Diese Praxis bietet sich zum Beispiel bei Meerkohl, Löwenzahn (siehe unten) oder Chicorée an. Die beiden letzt genannten kann man aber auch ganz einfach über Winter in den dunklen Keller holen, um sich in dieser lichtarmen Jahreszeit mit vitaminreichem Gemüse zu versorgen. 

Hätten Sie es gewusst?

Auch der Blumenkohl würde einen grünen Kopf bilden, wenn er nicht vor dem Licht geschützt wäre. Dies sieht man an seinem grünen Bruder, dem Romanesco. Der Blumenkohl schützt seine fleischigen Blütensprossen allerdings zum größten Teil selbst durch dicke Hüllblätter. Oben auf der Spitze muss der Gärtner aber durch Umknicken der obersten Hüllblätter etwas nachhelfen.
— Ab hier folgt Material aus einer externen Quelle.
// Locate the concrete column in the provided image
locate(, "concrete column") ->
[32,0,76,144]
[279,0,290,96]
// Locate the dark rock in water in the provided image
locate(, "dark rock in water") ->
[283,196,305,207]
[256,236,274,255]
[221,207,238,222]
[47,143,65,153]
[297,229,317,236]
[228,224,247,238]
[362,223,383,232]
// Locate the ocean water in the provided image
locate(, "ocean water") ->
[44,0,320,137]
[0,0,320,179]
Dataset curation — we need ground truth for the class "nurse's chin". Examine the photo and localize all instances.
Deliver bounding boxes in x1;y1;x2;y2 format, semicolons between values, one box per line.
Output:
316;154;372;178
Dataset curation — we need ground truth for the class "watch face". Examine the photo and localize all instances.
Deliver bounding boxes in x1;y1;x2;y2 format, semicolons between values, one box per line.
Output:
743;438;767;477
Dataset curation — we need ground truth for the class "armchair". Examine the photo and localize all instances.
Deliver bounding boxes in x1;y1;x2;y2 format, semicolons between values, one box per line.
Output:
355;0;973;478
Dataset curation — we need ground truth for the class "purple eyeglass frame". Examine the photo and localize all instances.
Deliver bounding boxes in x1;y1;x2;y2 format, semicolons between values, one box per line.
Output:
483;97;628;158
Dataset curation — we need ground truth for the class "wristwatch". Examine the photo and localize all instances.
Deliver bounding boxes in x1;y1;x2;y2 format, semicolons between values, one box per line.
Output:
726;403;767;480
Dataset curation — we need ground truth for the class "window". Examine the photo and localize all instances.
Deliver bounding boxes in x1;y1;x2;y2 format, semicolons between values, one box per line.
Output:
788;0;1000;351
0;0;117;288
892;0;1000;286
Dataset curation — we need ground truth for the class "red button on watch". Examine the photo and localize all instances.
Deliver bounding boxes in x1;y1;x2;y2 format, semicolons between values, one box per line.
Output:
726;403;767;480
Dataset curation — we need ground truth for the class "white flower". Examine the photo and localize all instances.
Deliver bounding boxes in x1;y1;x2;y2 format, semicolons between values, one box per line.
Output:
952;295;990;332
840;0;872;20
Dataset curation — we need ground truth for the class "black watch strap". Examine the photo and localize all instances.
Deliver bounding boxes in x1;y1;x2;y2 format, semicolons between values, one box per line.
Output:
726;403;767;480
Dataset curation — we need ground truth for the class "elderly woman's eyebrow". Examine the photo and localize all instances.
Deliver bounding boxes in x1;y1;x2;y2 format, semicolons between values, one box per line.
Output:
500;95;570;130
Bleichen von Löwenzahn im Eimer

Seitdem viele Spitzenköche den Löwenzahn für die Küche wiederentdeckt haben, ist er hierzulande nicht mehr länger nur Unkraut. Bekannt ist er vor allem aber aus der orientalischen Küche, wo er als Salat oder gedünstet als Gemüse verzehrt wird. Der Kulturlöwenzahn enthält im Gegensatz zur Wildform weniger Bitterstoffe.

Wem der Kulturlöwenzahn dennoch zu bitter ist, kann ihn durch Bleichen noch weiter mildern. Im Frühjahr gesäter Löwenzahn kann ab dem Spätsommer auf einfache Weise durch Überstülpen eines Eimers gebleicht werden. Ähnlich wie Chicorée können Sie den Löwenzahn aber auch über Winter im dunklen Keller oder Schuppen treiben. Alles was Sie dazu brauchen, sind Löwenzahnwurzeln, etwas Sand und einen Eimer.

Die Pfahlwurzeln können Sie im November vom Beet roden und – nachdem Sie die Blätter entfernt haben – dicht an dicht in einen Eimer mit feuchtem Sand stecken. Wichtig ist, dass die Wurzeln direkt vom feuchten Sand umgeben sind und dass der Eimer wirklich dunkel steht. Wer auf Nummer sicher gehen will, deckt den Eimer mit lichtundurchlässiger Folie ab. Anders als Chicorée können Löwenzahnwurzeln mehrfach beerntet werden.